Enfin, votre rapporteure pour avis souligne que la ministre de l'écologie a annoncé le 4 septembre 2014 la création d'une prime portant le bonus écologique à 10 000 € pour le remplacement d'un diesel polluant par un véhicule électrique, dans les zones les plus polluées . Le ministre de l'économie a annoncé le 3 octobre 2014 que ce « superbonus » serait mis en place à la mi-2015, pour la mise à la casse d'un véhicule diesel de plus de 13 ans. Le projet de loi relatif à la transition énergétique pour une croissance verte en comporte le principe.

Tous ces arguments plaident pour que ces questions de la fiscalité du diesel et de la qualité de l'air soient abordées dans ces deux textes - budget et projet de loi relatif à la transition énergétique - plus propices à de larges débats.
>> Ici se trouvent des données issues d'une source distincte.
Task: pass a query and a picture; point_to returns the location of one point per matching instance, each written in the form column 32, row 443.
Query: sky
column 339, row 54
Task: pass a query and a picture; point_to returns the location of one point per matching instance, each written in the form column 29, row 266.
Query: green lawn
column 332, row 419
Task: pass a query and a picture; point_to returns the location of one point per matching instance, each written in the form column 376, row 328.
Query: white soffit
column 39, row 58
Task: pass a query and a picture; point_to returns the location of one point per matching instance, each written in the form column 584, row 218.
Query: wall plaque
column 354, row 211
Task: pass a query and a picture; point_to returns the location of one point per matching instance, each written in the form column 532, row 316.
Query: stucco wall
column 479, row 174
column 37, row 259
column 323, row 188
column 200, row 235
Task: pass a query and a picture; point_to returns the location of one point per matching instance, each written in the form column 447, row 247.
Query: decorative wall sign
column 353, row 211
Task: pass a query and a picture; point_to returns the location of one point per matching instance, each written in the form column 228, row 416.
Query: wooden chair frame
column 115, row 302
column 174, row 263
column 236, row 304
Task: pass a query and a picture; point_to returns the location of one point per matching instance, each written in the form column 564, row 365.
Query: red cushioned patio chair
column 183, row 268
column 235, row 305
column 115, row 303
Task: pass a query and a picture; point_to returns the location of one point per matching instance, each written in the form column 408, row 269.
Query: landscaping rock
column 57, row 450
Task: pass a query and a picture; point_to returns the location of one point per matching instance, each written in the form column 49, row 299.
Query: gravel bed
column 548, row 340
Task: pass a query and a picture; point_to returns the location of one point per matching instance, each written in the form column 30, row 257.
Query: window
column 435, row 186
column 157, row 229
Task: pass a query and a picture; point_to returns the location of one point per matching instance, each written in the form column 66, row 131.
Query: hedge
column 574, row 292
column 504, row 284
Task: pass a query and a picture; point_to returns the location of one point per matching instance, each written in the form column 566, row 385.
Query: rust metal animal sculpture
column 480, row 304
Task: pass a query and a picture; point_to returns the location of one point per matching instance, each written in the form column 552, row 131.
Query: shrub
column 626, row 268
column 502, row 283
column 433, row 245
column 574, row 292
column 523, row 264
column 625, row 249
3. Un dispositif problématique

Enfin, votre rapporteure pour avis souligne que le dispositif proposé par la présente proposition comporte un certain nombre de difficultés techniques :

- la création d'une nouvelle taxe non codifiée en lieu et place d'un élargissement des critères du malus déjà existant ;

- l'inconstitutionnalité du renvoi du barème de l'imposition au pouvoir réglementaire.